Justice suisse : le procès crucial de Sepp Blatter et Michel Platini débute ce lundi
Lecture rapide :
– Procès en appel de Platini et Blatter à Muttenz
– 2 millions de francs suisses (≈ 1,8 million d’euros)
– Audience de lundi à jeudi, décision le 25 mars
À partir de lundi, la Justice suisse rouvre le dossier opposant Sepp Blatter et Michel Platini. La Cour d’appel extraordinaire du Tribunal pénal fédéral, réunie à Muttenz, examine en appel une affaire judiciaire née du paiement contesté de 2 millions de francs suisses versés en 2011 au bénéfice de Michel Platini. Les prévenus sont poursuivis pour escroquerie, gestion déloyale, abus de confiance et faux dans les titres, des chefs passibles de cinq ans d’emprisonnement.
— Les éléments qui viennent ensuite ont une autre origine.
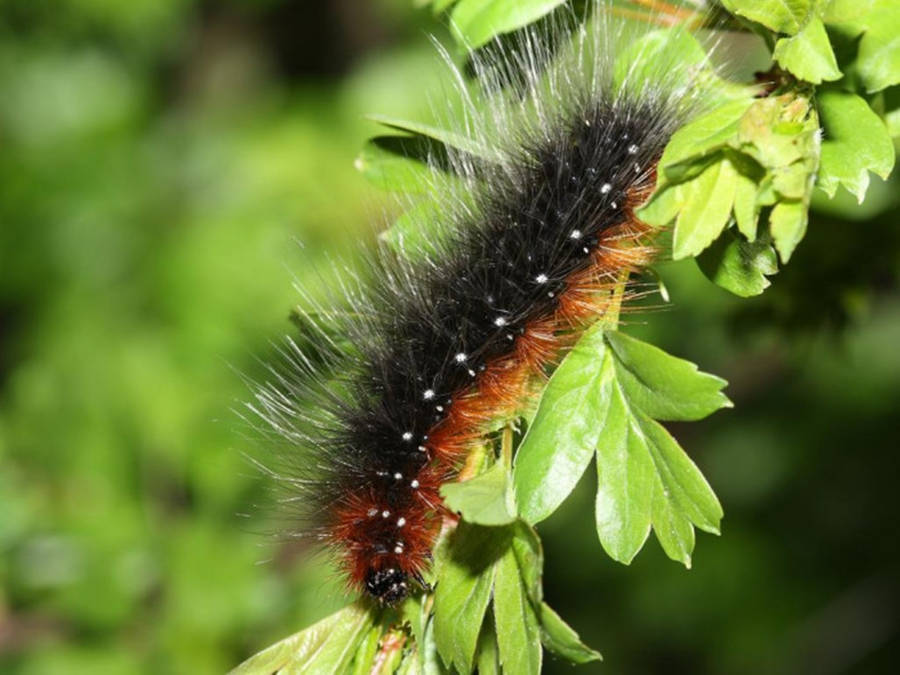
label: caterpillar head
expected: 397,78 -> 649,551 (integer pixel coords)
366,567 -> 409,607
Procès en appel Platini-Blatter à Muttenz : faits et enjeux judiciaires
Les juges doivent retracer la coopération de longue date entre les deux hommes, de leur alliance en 1998 à leur chute en 2015, et séparer l’enquête pénale de ses dimensions politiques autour du football mondial. Le parquet reproche aux deux anciens dirigeants d’avoir obtenu, « au détriment de la FIFA », un paiement sans fondement de 2 millions de francs suisses en faveur de Michel Platini.
La défense reconnaît que Platini a conseillé Sepp Blatter entre 1998 et 2002 et qu’un contrat de 1999 prévoyait une rémunération annuelle de 300 000 francs suisses payée par la FIFA. Elle soutient que l’accord sur un salaire plus élevé avait été convenu oralement et que l’opération n’était pas frauduleuse. Me Dominic Nellen, avocat de Platini, demande l’acquittement au nom d’une absence d’intention délictueuse.
Calendrier du procès et précédents judiciaires
Les audiences sont programmées du lundi matin, dès 09h, jusqu’à la soirée de jeudi. La Cour rendra son arrêt le 25 mars. Lors du premier procès en 2022, les juges avaient relaxé les deux hommes, jugeant que l’escroquerie n’était pas établie « avec une vraisemblance confinant à la certitude ». Le ministère public avait alors requis un an et huit mois de prison avec sursis.
L’élément central demeure le paiement effectué en 2011, présenté par le parquet comme un versement « sans fondement » obtenu en trompant les contrôles internes de la FIFA. Les deux anciens dirigeants répètent pour leur part qu’ils n’ont jamais eu l’intention de commettre une fraude et que l’opération découle d’un accord entre eux.
Le dossier a aussi cristallisé des tensions de pouvoir au sommet du football. Des soupçons avaient été émis sur l’implication d’autres responsables, mais une enquête complémentaire ouverte en 2020 a été classée sans suite en 2023. Michel Platini a par ailleurs exclu de tenter un retour à la FIFA après ces épisodes.